Organizing workers in the informal sector – a new paradigm: The nature of the workforce has changed. Most of the workers in the informal sector are seasonal migrants who travel long distances from their homes, sometimes with their families, to live and work in a place for defined work seasons. The workforce, recruited and deployed by labour contractors, changes every year. It is not possible to organize this workforce using old methods that focused on the factory floor. It requires a new paradigm.
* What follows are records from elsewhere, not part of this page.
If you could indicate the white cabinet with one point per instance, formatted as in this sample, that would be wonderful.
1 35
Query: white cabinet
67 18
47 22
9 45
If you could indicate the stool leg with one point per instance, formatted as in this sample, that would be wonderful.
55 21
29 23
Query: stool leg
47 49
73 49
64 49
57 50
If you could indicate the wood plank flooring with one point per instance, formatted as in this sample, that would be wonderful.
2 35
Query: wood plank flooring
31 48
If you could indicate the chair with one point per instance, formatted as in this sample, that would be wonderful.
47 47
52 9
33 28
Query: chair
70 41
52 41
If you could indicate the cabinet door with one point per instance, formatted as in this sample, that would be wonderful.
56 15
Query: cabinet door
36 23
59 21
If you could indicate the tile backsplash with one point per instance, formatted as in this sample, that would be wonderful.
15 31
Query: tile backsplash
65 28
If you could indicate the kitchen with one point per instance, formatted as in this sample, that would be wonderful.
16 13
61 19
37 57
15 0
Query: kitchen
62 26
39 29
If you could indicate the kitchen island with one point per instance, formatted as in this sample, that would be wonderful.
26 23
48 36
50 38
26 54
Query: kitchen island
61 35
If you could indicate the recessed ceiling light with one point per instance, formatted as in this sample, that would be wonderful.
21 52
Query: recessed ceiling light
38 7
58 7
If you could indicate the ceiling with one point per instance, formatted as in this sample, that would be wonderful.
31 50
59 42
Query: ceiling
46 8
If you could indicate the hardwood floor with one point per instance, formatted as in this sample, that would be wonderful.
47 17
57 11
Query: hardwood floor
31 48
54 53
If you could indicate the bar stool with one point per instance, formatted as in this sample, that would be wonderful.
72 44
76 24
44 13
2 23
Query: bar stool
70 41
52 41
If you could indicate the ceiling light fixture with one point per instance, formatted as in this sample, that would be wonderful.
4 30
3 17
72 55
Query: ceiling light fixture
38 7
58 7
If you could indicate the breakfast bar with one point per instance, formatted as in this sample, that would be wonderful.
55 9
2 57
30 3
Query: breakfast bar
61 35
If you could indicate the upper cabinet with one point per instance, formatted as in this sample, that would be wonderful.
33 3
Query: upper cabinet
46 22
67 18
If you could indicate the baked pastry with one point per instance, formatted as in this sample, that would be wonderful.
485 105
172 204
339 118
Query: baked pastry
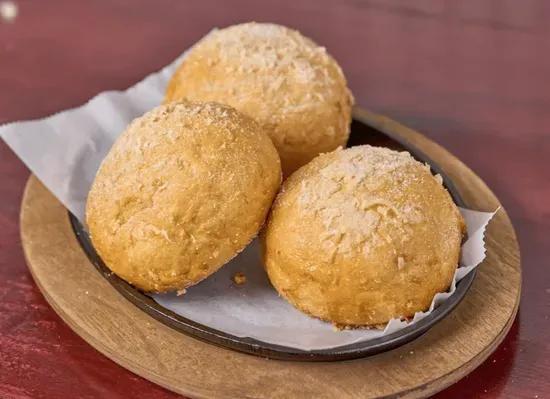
183 190
285 81
360 236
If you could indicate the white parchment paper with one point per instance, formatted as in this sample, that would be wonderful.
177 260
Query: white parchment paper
65 150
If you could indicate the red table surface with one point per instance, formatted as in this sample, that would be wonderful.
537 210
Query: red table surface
473 75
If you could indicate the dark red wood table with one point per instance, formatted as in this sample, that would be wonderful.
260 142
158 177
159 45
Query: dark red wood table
473 75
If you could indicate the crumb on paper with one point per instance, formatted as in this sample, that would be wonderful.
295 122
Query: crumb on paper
239 278
8 11
400 262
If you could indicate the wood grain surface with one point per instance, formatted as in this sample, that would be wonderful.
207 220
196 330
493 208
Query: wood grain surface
474 75
100 314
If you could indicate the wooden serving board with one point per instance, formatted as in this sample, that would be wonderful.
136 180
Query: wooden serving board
127 335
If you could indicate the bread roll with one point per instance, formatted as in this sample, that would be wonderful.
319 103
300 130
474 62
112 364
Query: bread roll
363 235
283 80
183 190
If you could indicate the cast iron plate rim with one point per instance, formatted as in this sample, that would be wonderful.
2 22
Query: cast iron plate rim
263 349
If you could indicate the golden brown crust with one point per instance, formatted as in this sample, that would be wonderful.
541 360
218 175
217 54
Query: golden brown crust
285 81
183 190
360 236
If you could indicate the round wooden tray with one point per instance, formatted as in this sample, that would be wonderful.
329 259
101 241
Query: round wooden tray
138 342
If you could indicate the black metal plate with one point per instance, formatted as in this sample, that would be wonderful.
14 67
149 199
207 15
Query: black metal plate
362 132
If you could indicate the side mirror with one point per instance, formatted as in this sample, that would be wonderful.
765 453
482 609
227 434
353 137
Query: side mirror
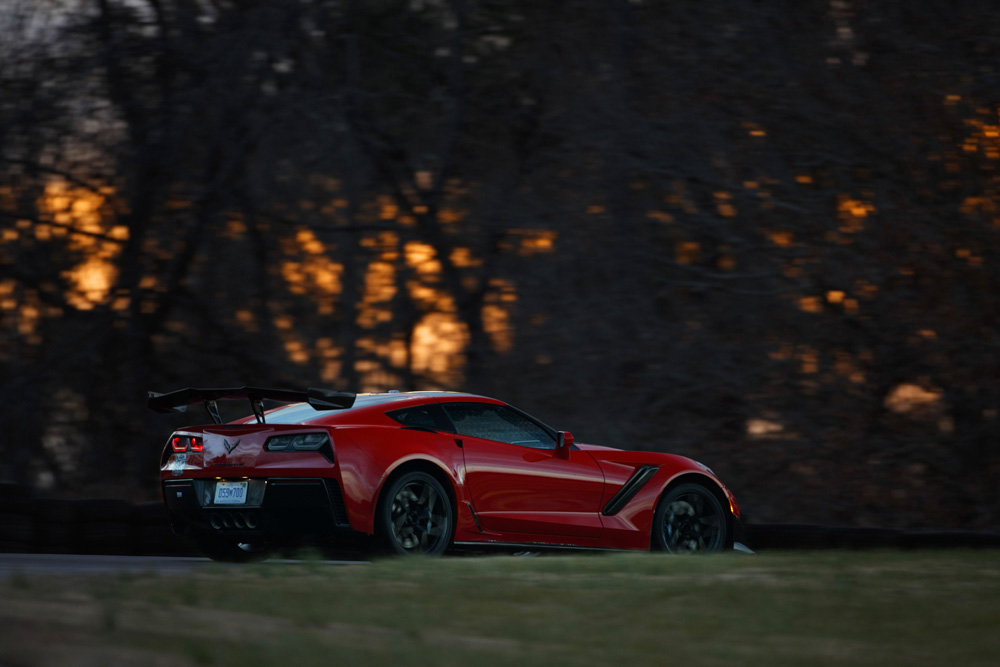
564 441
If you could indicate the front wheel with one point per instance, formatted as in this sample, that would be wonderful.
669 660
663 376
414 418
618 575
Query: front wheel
416 517
689 519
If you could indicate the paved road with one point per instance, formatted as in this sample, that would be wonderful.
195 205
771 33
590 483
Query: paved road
11 564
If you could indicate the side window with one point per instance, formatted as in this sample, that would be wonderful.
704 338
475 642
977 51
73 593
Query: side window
423 416
500 423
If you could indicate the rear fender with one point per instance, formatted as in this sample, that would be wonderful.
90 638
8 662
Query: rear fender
369 456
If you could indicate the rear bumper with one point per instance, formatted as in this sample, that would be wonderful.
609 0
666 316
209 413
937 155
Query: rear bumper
291 508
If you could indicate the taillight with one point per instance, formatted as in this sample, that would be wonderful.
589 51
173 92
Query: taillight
181 443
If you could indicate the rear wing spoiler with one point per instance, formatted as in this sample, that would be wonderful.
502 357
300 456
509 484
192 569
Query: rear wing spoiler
177 401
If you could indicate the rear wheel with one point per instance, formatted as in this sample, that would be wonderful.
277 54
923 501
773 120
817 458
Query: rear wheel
417 517
231 551
689 519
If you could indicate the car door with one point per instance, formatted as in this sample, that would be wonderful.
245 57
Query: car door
516 481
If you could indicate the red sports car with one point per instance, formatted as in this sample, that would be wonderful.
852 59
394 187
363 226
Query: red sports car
424 472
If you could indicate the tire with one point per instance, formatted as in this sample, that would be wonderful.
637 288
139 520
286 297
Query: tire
230 551
690 519
417 517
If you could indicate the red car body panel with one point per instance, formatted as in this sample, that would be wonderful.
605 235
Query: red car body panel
501 492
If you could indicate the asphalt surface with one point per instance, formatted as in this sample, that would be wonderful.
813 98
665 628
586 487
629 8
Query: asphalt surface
41 564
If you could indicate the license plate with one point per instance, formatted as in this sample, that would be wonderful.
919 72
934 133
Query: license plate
230 493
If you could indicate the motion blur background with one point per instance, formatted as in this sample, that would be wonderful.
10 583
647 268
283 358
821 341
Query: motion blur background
762 234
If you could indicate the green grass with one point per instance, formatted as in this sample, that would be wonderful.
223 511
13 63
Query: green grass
817 608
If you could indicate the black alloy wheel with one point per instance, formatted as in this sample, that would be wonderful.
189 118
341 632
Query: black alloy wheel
689 519
417 517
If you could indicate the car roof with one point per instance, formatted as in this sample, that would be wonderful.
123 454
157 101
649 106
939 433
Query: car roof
368 406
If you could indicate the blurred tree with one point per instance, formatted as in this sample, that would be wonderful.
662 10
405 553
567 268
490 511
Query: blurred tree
762 236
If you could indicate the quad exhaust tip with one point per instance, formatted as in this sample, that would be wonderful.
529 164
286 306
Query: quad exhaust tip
233 520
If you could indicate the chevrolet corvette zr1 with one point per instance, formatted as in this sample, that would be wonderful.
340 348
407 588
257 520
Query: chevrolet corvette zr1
422 473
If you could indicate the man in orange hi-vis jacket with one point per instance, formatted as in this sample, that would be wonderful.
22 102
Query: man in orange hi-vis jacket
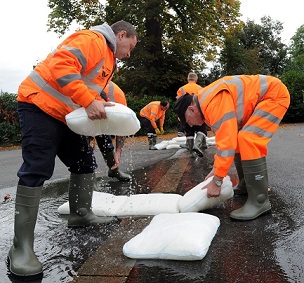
71 76
191 88
243 112
149 115
113 93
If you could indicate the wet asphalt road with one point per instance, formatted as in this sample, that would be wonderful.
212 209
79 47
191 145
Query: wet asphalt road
268 249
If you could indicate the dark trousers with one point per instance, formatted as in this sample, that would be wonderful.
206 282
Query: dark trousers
147 124
44 138
190 131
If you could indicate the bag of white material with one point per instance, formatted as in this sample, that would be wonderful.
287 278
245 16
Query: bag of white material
105 204
149 204
120 121
196 199
161 145
182 236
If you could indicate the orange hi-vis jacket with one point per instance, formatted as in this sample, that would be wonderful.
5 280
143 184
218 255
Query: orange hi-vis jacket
191 88
74 74
243 112
153 112
115 93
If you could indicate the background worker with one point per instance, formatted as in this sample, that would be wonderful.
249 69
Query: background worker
242 132
113 93
154 112
72 75
192 88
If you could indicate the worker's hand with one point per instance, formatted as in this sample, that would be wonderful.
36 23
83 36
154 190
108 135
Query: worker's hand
96 109
211 173
212 189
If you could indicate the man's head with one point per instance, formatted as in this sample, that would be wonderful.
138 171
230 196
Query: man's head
192 77
188 111
126 38
164 105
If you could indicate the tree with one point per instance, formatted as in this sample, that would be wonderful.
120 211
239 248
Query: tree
293 77
252 48
176 36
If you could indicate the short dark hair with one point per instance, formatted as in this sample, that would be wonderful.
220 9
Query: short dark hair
181 106
164 103
123 25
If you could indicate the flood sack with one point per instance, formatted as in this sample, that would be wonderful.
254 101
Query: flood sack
183 236
105 204
196 199
120 121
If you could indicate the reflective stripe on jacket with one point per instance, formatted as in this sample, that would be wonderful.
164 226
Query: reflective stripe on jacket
115 94
251 105
73 75
153 112
191 88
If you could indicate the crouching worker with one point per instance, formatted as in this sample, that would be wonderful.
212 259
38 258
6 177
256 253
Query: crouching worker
154 112
112 92
243 112
71 76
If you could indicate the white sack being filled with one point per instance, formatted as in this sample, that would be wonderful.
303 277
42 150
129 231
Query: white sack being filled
183 236
196 199
120 121
178 141
105 204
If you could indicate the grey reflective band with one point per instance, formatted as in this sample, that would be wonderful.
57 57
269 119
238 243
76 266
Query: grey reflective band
225 153
111 92
240 100
40 82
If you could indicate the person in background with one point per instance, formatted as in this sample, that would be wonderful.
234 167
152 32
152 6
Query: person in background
244 112
200 144
152 113
70 77
113 93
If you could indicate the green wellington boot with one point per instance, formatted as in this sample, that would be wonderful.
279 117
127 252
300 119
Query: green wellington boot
116 173
256 178
80 201
22 260
241 187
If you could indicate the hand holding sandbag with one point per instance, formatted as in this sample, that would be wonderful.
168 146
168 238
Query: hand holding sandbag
157 131
120 121
197 200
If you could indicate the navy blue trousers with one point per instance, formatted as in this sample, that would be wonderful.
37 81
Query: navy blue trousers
44 138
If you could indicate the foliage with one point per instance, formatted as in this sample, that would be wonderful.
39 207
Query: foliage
175 37
254 48
9 124
293 77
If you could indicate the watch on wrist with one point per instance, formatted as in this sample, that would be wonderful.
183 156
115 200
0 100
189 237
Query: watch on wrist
217 182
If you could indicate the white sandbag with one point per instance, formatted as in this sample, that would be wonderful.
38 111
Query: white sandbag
180 139
161 145
149 204
105 204
173 146
183 236
120 121
196 199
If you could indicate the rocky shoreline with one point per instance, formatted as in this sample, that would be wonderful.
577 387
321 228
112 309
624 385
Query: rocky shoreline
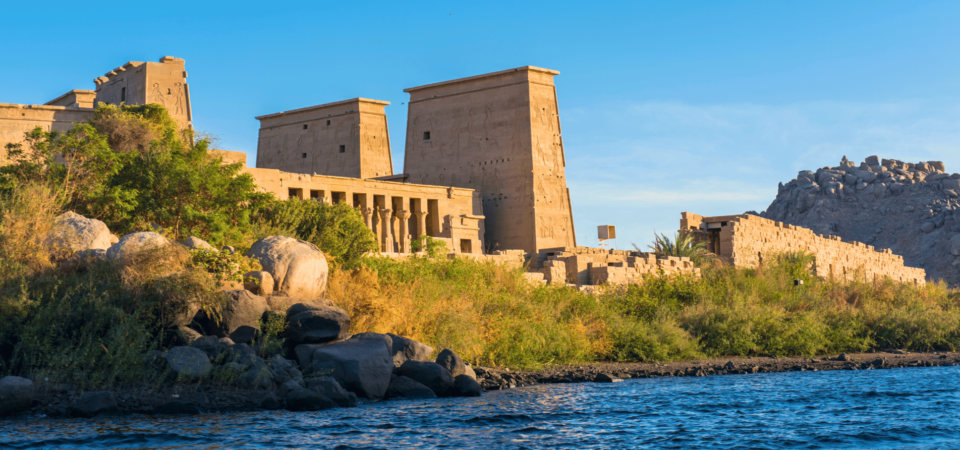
53 400
494 379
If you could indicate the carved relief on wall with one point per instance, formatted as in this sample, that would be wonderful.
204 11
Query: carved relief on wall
158 95
178 107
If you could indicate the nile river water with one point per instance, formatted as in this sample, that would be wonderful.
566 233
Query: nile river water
915 408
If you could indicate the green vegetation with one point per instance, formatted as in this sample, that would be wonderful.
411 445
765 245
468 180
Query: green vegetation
133 169
491 316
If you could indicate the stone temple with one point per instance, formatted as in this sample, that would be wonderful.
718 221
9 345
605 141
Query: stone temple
483 171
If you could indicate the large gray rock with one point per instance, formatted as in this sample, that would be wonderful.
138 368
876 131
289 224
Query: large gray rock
318 324
431 375
308 400
259 282
464 386
134 243
72 232
451 361
91 404
298 267
404 349
329 387
239 319
16 394
362 366
188 362
405 387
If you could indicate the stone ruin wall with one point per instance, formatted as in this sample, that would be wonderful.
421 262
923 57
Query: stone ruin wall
748 240
345 139
499 134
585 266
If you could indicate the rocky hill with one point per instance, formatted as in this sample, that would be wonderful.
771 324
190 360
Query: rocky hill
910 208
The elements of this paradigm based on our experience[3] are:

  • Identifying migration streams: source and destination
  • Work in both source and destination area
  • Working across the whole migration stream
  • Interacting with labour contractors and working with them where possible
  • Building coalitions with progressives in destination areas
  • Policy advocacy with state organs

Marriage of Marx and Ambedkar: It is a historical tragedy that the two revolutionary streams in Indian polity continue to plough independent furrows in spite of all the water that has flown down the rivers over the past century. There is no indication that Left parties of various hues, ranging from the parliamentary to the extremist, have come to terms with the centrality of caste in Indian revolution. On the other hand, the Dalit movement continues to ignore working-class issues, in spite of the fact that the caste system is a division of labour (or labourers), as has been pointed out. Bringing these two ideologies together is the biggest challenge before the movement of unorganized workers.

.[1] Traditionally ‘amavas’ (no moon) has been a no-work day in the unorganized sector. However, these days the open-place labour markets in Indian cities are even more crowded on amavas as the labour from closed establishments flocks to these markets.

[2] In 1996, honourable member of parliament Sri Sanat Mehta introduced the Unified Labour Code as a private member’s bill. The bill had been drafted by a group of eminent jurists and labour law activists.

[3] The Centre for Labour Research and Action has organised large-scale industrial action among brick kiln workers across different locations in a number of states. It successfully organized labour contractors in a large agriculture stream to hike wages.